Portrait d’une entreprise

Portrait d’une entreprise 

Le groupe volailler bourgoin

Sun Jan 8, 2012

La course à la taille n’est plus l’objectif prioritaire du groupe

La volaille ne va plus très bien. Elle laisse des plumes à l’exportation. La demande intérieure se tasse : les gens se ruent sur le porc à cause de la dégringolade des prix. Les années de vaches grasses dues à l’affaire de la vache folle ne sont plus de mise. Et comme des poulaillers ont été créés partout, la production tourne à plein régime, avec, en corollaire, des prix qui chutent. Bourgoin vient d’en faire les frais : des éleveurs en colère ont vidé ses frigos de volailles étrangères...

Faut-il y voir un lien de cause à effet ? Le groupe multiplie les cessions. Ceci après avoir repris, début 1998, la coopérative France Volaille. Il a vendu ses filiales irlandaise BMP, espagnole Callis et française Ronsard (trouvé dans les valises de France Volaille et détenu avec Coopagri Bretagne). D’autres actifs sortiront du périmètre. D’où vient ce repli qui réduit le chiffre d’affaires de 6,5 milliards de francs à moins de 5 milliards, quand le leader, Doux, s’envole vers les 10 milliards ?

« L’effet de taille n’est plus une priorité, confie Corinne Bourgoin, PDG du groupe. Il l’a été quand nous étions engagés dans une course à la productivité visant à offrir le plus bas prix possible. Aujourd’hui, nous voulons développer nos marques Duc et Douce France. »

Duc, une stratégie payante

Créée en 1991, la marque Duc a fait son trou. A mi-chemin entre la volaille de batterie et le poulet fermier label Rouge, elle bénéficie de la certification, un « signe de qualité » reconnu par les pouvoirs publics, mais à un prix plus attractif que les labels fermiers.

« Avec Duc, nous avons comblé un vide marketing et tarifaire, rappelle Bourgoin. L’idée était de proposer des volailles de goût et de qualité constants.

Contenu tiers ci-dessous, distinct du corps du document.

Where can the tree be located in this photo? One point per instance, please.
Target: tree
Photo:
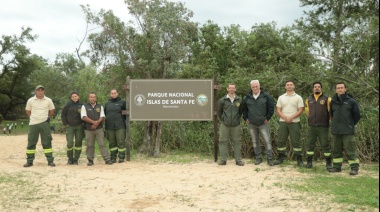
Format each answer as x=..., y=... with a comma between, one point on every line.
x=16, y=65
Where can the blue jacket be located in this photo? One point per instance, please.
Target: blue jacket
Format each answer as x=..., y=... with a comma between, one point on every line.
x=345, y=114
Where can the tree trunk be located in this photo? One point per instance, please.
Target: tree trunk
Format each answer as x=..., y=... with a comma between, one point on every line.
x=157, y=140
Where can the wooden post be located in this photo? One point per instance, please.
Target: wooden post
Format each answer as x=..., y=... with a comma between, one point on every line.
x=126, y=113
x=215, y=118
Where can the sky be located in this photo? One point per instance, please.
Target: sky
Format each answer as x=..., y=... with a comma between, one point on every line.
x=60, y=24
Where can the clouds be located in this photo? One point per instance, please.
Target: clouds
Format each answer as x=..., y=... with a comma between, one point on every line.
x=60, y=24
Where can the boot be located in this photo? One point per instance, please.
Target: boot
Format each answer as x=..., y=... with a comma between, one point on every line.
x=354, y=172
x=280, y=159
x=328, y=163
x=299, y=161
x=309, y=164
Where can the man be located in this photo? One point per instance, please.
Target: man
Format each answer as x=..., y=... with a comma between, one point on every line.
x=229, y=114
x=289, y=108
x=115, y=126
x=345, y=114
x=317, y=107
x=93, y=114
x=39, y=108
x=258, y=109
x=71, y=117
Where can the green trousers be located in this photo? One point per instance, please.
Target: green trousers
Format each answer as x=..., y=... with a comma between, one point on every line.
x=318, y=133
x=43, y=130
x=347, y=143
x=227, y=133
x=74, y=147
x=117, y=144
x=294, y=130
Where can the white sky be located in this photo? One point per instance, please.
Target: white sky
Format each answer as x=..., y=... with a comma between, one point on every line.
x=60, y=24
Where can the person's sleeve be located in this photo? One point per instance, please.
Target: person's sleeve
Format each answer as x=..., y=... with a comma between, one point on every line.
x=270, y=107
x=243, y=109
x=28, y=105
x=102, y=112
x=83, y=112
x=307, y=107
x=63, y=116
x=300, y=102
x=220, y=108
x=356, y=113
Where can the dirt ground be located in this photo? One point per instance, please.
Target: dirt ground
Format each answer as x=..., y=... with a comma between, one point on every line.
x=146, y=185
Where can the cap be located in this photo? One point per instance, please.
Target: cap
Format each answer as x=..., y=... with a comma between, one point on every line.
x=39, y=86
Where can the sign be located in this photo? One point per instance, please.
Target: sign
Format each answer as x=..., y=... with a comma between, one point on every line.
x=171, y=100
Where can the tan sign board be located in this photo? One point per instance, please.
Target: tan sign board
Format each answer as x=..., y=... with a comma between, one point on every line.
x=171, y=100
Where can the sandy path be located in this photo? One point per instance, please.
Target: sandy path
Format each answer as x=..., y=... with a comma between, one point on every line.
x=145, y=185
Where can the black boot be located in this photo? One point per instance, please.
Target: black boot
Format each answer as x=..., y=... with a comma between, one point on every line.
x=328, y=163
x=299, y=161
x=309, y=164
x=280, y=159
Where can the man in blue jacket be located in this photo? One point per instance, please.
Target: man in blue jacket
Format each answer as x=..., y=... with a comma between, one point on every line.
x=345, y=114
x=229, y=113
x=258, y=109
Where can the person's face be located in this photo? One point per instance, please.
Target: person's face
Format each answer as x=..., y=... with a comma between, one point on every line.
x=289, y=86
x=40, y=92
x=231, y=89
x=114, y=94
x=255, y=87
x=340, y=89
x=317, y=89
x=74, y=97
x=92, y=98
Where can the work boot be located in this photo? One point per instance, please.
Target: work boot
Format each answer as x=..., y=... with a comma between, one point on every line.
x=222, y=163
x=328, y=163
x=239, y=163
x=28, y=164
x=258, y=161
x=280, y=159
x=334, y=169
x=354, y=172
x=75, y=162
x=299, y=161
x=51, y=163
x=90, y=162
x=309, y=163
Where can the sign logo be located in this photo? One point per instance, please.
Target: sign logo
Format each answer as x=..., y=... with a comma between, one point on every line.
x=139, y=100
x=202, y=100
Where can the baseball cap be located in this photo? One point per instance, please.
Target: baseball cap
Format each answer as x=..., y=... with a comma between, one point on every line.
x=39, y=86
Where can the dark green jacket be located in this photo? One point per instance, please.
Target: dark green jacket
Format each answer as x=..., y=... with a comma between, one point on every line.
x=112, y=109
x=345, y=114
x=258, y=110
x=229, y=112
x=71, y=114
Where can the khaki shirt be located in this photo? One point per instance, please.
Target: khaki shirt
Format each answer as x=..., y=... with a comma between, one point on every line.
x=289, y=105
x=39, y=109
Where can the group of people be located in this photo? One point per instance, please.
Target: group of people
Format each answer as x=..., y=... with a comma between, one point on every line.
x=81, y=120
x=257, y=108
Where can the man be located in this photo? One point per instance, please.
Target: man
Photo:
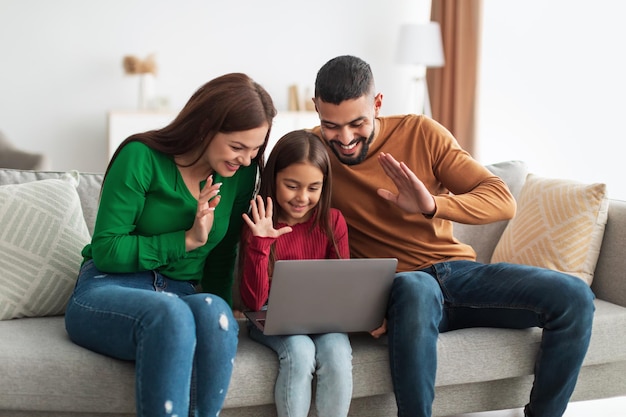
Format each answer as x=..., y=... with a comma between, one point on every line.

Pour y parvenir, nous avons croisé une souche fermière avec une souche industrielle nourrie toute l’année avec les mêmes aliments (70 % de céréales, dont 50 % de maïs). » Alors que les volailles de batterie picorent des mélanges, y compris ces farines animales qui ont provoqué le scandale de la vache folle. Les goûts sont à l’avenant...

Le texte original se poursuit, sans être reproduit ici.